Tarantella
From the sixties and well into the seventies Skive’s most popular dance restaurant, “Tarantella”, was located on Asylgade. The picture above also shows the disco “Kræn Spillemand” on the corner of Asylgade and Vestergade, which had a shorter lifespan in the premises that previously housed the pub “Gravens Rand”. Here, however, the story is about Tarantella.
Live music
Tarantella was built in the sixties and until the mid-seventies the owner and host was the legendary “Pedersen”. The name Tarantella refers to a Spanish dance, and the facade of the building was kept in dark red colors with a large neon sign at the top. The interior was also kept in the muted dark red colors. The establishment had live music five days a week with orchestras that changed every month. Most often it was a trio, but larger orchestras also found their way to Skive. Perhaps some of the guests of the time remember Karl Petters Trio (“Stik mig en Hof”), Jens Hamburgers Trio and Kivi/Woodoo.

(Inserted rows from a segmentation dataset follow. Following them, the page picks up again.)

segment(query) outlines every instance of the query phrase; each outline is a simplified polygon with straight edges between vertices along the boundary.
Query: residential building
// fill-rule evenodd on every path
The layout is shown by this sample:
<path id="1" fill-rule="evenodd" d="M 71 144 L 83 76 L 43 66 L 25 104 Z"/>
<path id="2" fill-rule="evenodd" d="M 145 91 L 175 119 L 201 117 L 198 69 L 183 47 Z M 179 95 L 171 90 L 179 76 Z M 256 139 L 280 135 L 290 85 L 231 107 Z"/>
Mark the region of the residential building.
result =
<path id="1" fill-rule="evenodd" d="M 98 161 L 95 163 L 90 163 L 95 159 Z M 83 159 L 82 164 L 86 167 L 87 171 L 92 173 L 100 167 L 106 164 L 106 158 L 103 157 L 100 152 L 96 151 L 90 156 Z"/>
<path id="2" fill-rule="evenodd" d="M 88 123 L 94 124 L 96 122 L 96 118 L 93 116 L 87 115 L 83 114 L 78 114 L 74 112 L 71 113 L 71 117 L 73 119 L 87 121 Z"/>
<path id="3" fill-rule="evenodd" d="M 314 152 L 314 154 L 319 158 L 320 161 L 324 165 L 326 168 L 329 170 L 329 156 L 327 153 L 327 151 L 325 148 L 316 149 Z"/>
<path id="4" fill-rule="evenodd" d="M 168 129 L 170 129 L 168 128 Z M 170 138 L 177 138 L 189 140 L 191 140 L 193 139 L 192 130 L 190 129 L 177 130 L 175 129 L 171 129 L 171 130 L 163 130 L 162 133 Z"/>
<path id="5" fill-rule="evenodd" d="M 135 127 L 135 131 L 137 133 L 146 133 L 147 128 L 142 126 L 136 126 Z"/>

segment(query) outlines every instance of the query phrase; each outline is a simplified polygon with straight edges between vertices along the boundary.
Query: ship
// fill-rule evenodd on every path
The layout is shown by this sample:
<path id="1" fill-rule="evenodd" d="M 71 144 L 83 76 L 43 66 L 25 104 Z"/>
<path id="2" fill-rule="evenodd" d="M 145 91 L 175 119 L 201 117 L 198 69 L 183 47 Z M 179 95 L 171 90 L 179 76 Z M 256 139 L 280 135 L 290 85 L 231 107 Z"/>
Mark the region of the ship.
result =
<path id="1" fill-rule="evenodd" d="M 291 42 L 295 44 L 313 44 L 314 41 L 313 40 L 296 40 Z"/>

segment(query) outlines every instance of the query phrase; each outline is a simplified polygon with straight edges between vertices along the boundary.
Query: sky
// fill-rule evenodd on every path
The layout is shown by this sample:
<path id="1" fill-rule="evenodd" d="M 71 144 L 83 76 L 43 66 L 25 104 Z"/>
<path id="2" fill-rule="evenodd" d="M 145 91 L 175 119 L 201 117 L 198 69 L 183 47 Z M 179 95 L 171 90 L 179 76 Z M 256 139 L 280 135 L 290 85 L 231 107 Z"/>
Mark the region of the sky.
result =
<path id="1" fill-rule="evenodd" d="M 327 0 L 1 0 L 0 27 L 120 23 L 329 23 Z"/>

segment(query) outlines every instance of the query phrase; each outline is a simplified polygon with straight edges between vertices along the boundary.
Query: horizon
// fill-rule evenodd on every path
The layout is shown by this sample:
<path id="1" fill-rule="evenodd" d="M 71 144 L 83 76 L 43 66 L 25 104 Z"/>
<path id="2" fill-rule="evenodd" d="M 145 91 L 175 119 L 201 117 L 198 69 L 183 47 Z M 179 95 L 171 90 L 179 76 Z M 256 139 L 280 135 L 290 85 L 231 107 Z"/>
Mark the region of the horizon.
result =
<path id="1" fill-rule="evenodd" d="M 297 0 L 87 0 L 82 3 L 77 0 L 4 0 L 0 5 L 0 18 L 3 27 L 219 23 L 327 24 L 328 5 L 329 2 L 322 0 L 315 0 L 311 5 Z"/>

Tarantella was a large dance hall by the standards of the time. Facing the street was a smaller hall with a bar. Here, on the first nights of the week, you could sit quietly and listen to the monthly orchestra while enjoying a beer and a sandwich. From the small hall you stepped down to a landing with tables and chairs where you could sit and watch the large dance floor below and therefore have a good view of both the audience and the orchestra on stage at the back of the room. In the bottom corner of the dance hall to the right of the stage, an opening led to a bar. The large dance hall was used from Thursdays, when there was a widow’s ball. In Tarantella’s heyday, Thursdays, Fridays and Saturdays were an inferno of dance-loving people, and there must be someone in Skive and the surrounding area who frequented Tarantella back in the day who has found their new home in this legendary place.
The last times
In 1976, Tarantella had changed owners when an Aalborg restaurateur named Ove Jensen bought the place. Hoping to compete with the city’s other dance venues, including discos, Ove Jensen undertook a major remodeling and also tried his hand at larger orchestras. Later, the young law student Erik Holst – also from Aalborg – took over the venue and in the same breath bought the competing dance venue “Kilden- Krikken” on Søndre Boulevard. When he went bankrupt, another Aalborg man named Kurt Færch bought the place. Remodeling, bigger orchestras, changing owners did not help. Dance restaurants with live music had become too expensive to run, and in 1979 Kurt Færch sold the buildings to Kvickly.
Today, there are residential buildings on the entire corner of Asylgade and Vestergade.